La tradizione folcloristica romagnola si ritrova nelle balere per divertire e far ballare non solo i nostalgici ma anche i nuovi appassionati.

 

Una delle tradizioni folcloriste romagnole di maggior interesse è il liscio: un genere di musica e di ballo che rappresentano un perfetto modo d'approccio e di comunicazione trasmetto attraverso lo sguardo, i movimenti del corpo e la gestualità. Il liscio è un genere popolare, solare, le canzoni parlano dei valori della famiglia, della tradizione e dell'amore con parole semplici fatte per essere comprese da tutto il pubblico; le melodie sono spontanee, sono quelle del sentimento facile, che diffondono allegria. Un'allegria che sa di Romagna, il regno di quel liscio che nacque nelle aie romagnole dove si ballava sulla ghiaia, strisciando le suole delle scarpe sul pavimento, lisciandolo, appunto.

Emarginato fino a ieri come un genere musicale di serie B, confuso con il folclore più becero e marchiato come un residuato nostalgico, il liscio adesso riesplode. E nemmeno i più giovani sono insensibili a questo ritorno di fiamma: il liscio è soprattutto ballo di coppia e quindi contatto umano che la musica da discoteca esclude. Questa tradizione si è mantenuta e rafforzata nel tempo grazie alla creazione di diverse scuole di ballo, all'organizzazione di veri e propri campionati di liscio e alle numerose sale da ballo dedicate a questo genere musicale. Il tipico locale di liscio è la balera in cui le orchestre eseguono il repertorio di valzer, mazurche e polke esclusivamente dal vivo, mettendo in scena un vero e proprio spettacolo. Le orchestre amano esibirsi anche nelle piazze, in occasione di feste, sagre e fiere.

Il re del liscio è indubbiamente il Maestro Secondo Casadei, ideatore della prima orchestra di liscio: l'Orchestra Casadei. Il Maestro ha composto, tra le altre cose, quello che tutti definiscono l'inno della Romagna, quella "Romagna mia" che risuona in tutte le balere. L'eredità del Maestro è stata in seguito raccolta dal nipote Raoul il quale, nel 1970, ha rilevato l'Orchestra Casadei e ha portato la "musica solare" in tour attraverso tutta l’Italia.

Nella sua versione più attuale, il liscio si è adeguato ai gusti degli anni '90 e si è lasciato contaminare dai ritmi moderni pur conservando ancora quel sapore genuino che tanto piace agli amanti del genere.
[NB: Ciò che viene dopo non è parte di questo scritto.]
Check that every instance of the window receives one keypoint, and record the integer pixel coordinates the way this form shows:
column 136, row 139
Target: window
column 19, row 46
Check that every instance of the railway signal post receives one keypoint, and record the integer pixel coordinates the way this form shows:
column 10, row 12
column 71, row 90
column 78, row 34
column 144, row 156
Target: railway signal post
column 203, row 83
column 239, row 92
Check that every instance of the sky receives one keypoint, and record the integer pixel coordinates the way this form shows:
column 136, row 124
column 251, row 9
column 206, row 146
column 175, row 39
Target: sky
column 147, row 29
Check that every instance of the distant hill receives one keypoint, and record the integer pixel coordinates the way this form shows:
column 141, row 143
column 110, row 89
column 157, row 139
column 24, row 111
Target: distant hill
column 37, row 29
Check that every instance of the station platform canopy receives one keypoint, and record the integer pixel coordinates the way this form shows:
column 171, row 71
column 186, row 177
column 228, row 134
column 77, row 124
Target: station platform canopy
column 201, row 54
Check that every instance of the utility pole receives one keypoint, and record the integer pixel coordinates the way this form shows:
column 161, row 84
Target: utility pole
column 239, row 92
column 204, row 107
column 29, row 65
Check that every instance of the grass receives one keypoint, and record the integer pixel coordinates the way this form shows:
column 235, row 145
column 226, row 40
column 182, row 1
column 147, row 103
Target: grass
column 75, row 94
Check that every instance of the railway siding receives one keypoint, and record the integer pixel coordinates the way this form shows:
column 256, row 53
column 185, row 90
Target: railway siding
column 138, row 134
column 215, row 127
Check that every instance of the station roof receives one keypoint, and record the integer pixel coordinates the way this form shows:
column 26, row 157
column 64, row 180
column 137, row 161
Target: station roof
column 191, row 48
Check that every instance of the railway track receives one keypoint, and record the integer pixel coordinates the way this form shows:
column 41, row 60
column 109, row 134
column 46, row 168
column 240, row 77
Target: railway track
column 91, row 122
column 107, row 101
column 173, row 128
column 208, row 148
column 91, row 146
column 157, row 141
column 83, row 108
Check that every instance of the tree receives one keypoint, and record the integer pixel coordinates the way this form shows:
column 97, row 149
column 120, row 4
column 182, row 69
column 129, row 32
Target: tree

E' evidente infatti che con la musica da ballo si riabilita il piacere del ritorno alla tradizione, alle radici di quella che potrebbe essere considerata la nostra musica etnica. Pare proprio che la gente ritrovi la sua identità nel solco di un patrimonio musicale e culturale che è suo e che nessuno può ignorare. Così dà sfogo ai propri impulsi, si lascia andare a sonorità tipicamente romagnole riaffermando la propria identità: l'allegria e la voglia di socializzare che scaturiscono da questo genere musicale e da questi balli hanno fatto in modo che si diffondesse in tutta Italia rendendo la Romagna luogo di culto per gli estimatori di valzer, mazurche e polke.